Virussen

Virussen staan vooral bekend als ziekteverwekkers.
Denk maar aan het griepvirus, HIV of ebolavirus.
Het is de vraag of een virus als een levend wezen te beschouwen is; sommigen zien een virus meer als een chemische stof. Misschien zijn virussen wel een vroege levensvorm of zijn het losgeraakte fragmenten van cellen?

Gevaarlijk kunnen virussen in ieder geval wel zijn.
In 1918-1919 overleden er tientallen miljoenen mensen aan de Spaanse griep, die door een virus werd veroorzaakt. Het virus veroorzaakte meer doden dan de Eerste Wereldoorlog zelf.

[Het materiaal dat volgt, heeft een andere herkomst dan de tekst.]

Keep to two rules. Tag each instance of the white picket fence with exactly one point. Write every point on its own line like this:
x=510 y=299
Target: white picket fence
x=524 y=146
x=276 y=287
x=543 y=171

Virussen worden doorgaans niet bestudeerd in de tree of life, omdat ze traditioneel als niet-levend worden beschouwd. Virussen zijn niet-cellulair van opbouw en hebben geen eigen metabolisme. Ze zijn dan ook afhankelijk van levende cellen die ze moeten kapen om nieuwe viruspartikels te kunnen aanmaken. Recent zijn echter dergelijk grote en complexe virussen aangetroffen (mimi- en pandoravirussen), dat ze, eenmaal binnengedrongen in cellen, veel weg hebben van eenvoudige, eencellige parasiterende organismen. De grens tussen levend en niet-levend lijkt daarmee vervaagd. Omdat bepaalde van deze virussen genen bevatten voor proteïnesynthese die afwijken van deze van cellulaire organismen, wordt er recent door sommige onderzoekers van uitgegaan dat deze virussen afstammelingen zouden zijn van een vierde of misschien zelfs vijfde domein in de tree of life.